Adam Smith Winter 2019
Post-traumatic stress is not permanent. I know that statement probably makes a lot of people uncomfortable, with arguments of “you don’t know me or what I’ve been through” often ringing out.
You’re right, I don’t know you or your experiences. However, I am aware of my own, and I know the physiology of the brain doesn’t always stay the same – our habits are formed and reformed as we live our lives.
Post-traumatic stress disorder, or PTSD, does not have to be a permanent condition. In reality, it should be called “post-traumatic stress injury”.

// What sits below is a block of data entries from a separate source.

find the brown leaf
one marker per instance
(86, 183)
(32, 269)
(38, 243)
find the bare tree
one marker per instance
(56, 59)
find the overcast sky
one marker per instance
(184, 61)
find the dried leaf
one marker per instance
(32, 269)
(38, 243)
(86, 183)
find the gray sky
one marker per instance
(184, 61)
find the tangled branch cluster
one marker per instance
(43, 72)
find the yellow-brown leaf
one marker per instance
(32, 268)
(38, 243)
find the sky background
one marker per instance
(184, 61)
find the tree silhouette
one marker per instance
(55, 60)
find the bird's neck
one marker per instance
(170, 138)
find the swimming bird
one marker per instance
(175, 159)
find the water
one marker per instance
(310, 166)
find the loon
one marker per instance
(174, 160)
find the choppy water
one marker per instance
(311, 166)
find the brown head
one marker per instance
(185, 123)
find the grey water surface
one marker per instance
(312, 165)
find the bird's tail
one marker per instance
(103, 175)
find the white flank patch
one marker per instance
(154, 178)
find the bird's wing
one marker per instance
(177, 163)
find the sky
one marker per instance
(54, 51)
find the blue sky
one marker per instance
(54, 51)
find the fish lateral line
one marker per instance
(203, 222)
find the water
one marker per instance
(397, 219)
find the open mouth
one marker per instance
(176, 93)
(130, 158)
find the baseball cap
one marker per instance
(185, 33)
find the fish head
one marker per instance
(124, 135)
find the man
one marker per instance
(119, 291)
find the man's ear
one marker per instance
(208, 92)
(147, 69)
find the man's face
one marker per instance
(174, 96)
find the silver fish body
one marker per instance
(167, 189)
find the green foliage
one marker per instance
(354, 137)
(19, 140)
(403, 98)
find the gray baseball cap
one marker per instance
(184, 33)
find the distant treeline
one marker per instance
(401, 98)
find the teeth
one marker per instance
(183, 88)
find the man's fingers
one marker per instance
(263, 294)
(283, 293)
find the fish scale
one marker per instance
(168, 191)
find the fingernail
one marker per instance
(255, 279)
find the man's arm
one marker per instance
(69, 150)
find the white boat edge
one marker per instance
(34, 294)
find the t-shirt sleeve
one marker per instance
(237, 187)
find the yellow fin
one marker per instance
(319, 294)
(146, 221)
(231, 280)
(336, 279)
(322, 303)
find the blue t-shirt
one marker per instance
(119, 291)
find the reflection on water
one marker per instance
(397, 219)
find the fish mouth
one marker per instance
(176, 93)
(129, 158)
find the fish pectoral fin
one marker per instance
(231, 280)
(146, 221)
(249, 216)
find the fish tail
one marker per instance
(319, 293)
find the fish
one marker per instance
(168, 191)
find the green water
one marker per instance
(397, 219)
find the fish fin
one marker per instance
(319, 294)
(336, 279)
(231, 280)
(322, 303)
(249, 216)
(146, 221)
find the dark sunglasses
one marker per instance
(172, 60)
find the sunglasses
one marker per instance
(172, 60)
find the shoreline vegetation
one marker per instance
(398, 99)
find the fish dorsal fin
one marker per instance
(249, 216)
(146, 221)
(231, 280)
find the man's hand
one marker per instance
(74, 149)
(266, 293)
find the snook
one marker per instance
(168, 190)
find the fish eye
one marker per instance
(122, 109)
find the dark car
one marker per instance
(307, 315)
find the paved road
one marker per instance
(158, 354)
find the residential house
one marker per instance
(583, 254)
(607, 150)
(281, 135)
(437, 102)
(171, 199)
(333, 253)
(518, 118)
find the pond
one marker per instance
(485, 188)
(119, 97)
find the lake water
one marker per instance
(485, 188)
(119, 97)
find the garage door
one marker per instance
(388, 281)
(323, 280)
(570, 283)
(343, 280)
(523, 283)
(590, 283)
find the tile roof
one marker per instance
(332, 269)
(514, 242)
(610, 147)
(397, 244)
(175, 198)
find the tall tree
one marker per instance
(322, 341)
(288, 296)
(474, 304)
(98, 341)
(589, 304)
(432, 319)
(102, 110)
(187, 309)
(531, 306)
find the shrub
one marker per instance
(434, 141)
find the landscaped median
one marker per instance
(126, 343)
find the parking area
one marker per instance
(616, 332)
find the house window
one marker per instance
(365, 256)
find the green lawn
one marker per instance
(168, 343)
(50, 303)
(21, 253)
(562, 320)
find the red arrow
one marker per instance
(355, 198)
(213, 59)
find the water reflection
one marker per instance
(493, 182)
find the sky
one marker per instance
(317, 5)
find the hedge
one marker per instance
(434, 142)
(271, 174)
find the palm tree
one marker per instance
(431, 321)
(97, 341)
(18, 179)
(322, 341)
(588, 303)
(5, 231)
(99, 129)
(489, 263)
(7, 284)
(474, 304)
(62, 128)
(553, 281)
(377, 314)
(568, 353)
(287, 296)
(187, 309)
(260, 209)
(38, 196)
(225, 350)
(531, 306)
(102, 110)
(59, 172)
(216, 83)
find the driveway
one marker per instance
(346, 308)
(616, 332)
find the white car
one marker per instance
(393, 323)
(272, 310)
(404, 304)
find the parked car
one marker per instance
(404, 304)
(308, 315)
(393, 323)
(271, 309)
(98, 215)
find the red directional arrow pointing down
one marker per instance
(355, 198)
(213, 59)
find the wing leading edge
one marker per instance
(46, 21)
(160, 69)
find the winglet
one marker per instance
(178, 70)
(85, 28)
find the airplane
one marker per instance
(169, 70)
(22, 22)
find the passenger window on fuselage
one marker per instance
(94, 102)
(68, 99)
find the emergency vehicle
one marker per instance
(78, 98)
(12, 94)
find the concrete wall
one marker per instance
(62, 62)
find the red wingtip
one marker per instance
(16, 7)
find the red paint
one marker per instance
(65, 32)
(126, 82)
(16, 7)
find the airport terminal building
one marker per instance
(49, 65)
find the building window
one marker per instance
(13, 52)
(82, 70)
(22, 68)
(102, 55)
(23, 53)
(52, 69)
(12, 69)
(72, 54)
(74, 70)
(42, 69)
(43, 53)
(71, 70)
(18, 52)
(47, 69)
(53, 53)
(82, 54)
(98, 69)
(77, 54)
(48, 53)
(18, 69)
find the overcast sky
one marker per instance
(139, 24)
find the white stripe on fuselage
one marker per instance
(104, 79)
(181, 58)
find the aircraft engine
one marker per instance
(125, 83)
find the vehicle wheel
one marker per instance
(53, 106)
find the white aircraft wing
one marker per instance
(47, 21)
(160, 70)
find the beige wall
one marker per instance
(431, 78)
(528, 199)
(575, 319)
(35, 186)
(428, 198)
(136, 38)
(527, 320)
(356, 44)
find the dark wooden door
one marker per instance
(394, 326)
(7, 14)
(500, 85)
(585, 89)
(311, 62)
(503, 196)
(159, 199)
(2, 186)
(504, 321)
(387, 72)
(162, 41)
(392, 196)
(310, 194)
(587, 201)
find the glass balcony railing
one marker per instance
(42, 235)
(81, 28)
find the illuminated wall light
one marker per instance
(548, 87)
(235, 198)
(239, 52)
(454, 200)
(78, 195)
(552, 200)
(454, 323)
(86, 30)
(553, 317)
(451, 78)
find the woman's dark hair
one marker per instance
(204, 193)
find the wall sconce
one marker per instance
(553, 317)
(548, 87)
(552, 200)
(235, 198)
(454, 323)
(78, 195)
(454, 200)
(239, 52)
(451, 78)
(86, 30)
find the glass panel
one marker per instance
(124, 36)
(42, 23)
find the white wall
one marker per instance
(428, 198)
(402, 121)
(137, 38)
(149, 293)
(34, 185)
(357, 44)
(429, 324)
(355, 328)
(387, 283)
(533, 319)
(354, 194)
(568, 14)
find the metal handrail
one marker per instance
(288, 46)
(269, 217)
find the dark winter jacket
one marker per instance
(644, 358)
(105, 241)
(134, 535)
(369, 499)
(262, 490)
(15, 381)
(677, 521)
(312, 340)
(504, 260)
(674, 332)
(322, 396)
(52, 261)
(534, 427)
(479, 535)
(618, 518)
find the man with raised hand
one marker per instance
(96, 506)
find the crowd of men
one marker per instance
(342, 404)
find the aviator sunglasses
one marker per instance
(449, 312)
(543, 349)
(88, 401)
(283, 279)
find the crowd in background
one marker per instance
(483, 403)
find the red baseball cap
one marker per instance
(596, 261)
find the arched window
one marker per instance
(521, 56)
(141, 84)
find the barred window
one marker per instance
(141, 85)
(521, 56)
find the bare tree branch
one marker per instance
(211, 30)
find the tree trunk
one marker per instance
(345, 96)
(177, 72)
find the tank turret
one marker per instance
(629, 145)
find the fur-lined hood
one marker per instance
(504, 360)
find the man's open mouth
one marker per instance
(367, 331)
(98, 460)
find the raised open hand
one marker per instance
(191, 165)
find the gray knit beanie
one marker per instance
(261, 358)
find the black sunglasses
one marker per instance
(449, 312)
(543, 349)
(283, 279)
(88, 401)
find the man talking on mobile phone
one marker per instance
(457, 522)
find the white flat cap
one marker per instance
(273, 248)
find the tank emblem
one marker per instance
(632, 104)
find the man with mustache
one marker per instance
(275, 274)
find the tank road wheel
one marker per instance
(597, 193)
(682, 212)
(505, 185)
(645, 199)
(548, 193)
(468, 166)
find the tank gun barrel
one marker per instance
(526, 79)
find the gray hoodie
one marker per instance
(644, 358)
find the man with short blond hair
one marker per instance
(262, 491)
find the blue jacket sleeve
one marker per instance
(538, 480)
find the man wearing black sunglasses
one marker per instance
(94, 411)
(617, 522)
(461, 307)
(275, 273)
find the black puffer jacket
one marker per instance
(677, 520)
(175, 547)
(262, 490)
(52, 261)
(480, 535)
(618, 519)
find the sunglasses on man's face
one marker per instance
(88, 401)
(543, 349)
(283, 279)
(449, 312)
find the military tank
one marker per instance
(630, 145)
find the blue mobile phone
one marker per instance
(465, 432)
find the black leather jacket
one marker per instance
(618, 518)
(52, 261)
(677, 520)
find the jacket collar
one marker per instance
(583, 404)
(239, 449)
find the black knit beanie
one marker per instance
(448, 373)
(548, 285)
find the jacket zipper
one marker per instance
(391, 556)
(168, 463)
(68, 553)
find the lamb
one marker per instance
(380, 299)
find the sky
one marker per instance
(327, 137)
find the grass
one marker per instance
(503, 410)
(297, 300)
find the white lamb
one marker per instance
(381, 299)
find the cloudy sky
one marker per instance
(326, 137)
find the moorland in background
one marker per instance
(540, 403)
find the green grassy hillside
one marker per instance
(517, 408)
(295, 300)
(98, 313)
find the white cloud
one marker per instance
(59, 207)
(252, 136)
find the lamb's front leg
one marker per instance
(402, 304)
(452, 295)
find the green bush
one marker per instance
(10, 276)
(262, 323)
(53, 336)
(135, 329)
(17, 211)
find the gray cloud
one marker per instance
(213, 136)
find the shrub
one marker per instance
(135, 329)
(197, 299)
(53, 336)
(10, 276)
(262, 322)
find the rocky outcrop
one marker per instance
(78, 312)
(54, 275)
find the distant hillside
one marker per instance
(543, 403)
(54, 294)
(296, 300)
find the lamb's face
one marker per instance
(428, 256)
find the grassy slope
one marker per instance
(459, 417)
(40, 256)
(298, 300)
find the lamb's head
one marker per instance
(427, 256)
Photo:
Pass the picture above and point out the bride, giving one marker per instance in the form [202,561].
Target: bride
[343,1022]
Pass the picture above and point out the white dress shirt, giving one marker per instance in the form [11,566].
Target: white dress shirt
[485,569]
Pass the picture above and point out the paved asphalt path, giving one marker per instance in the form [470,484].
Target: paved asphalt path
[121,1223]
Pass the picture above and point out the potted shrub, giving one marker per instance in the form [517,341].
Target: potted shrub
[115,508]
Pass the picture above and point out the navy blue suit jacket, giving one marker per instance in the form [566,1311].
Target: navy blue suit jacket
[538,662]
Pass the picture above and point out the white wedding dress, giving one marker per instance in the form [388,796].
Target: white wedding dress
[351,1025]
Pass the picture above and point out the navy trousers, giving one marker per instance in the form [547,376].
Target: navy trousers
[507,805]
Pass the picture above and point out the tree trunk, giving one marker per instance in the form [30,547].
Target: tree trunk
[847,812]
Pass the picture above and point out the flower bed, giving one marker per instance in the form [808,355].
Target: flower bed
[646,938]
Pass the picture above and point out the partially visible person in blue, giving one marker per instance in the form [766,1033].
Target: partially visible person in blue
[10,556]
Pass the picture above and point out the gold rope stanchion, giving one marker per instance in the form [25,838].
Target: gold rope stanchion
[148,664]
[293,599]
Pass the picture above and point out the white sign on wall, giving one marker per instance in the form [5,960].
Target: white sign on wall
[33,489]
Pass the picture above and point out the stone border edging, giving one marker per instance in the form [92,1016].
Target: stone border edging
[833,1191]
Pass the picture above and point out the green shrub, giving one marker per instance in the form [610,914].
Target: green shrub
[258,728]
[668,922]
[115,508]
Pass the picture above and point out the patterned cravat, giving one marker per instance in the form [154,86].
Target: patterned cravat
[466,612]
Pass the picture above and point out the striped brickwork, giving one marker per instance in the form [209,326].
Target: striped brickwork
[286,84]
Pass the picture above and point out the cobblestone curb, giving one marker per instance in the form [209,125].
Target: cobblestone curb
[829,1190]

Here’s how I look at it: a traumatic experience happens and creates a sense of hopelessness or helplessness, immediately initiating the fight-or-flight response. This then hardwires the brain to immediately repeat those feelings of hopelessness and helplessness, triggering fight-or-flight as soon as any external stimulus reminds the brain of the trauma.
In so many ways it’s no different than tying your shoes without a thought. The habit becomes so ingrained in the physical make-up of our neuropathways that we almost have zero higher brain function to respond to the stimulus.
Again, I’m not a neuroscientist, doctor, or any other form of highly trained medical professional – these are just the words of a knuckle-dragger. A knuckle-dragger who, in 2016, got so lost in his own battles that he ended up on a couch in Lancaster, Kentucky, writing his suicide note after drinking every ounce of alcohol in the house.
And yet I am still here to write this to you.
My introduction to cannabis came in 2015. I found that using a little bit helped a lot. It helped me sleep, feel less anxious, and ultimately just feel better all round. So how did I go from finding something that helped to nearly taking my own life?
The answer is that when I decided to get out of the military, I moved to a state where cannabis and hemp were still illegal, cutting off my access to them. Now, I am fighting for other veterans and first responders to have access to these compounds through the US Department of Veterans Affairs (VA).
The current method of treating PTSD is to medicate the symptoms, not to actually treat the patient. In fact, many of the medications prescribed do the opposite and suppress the brain’s natural healing functions.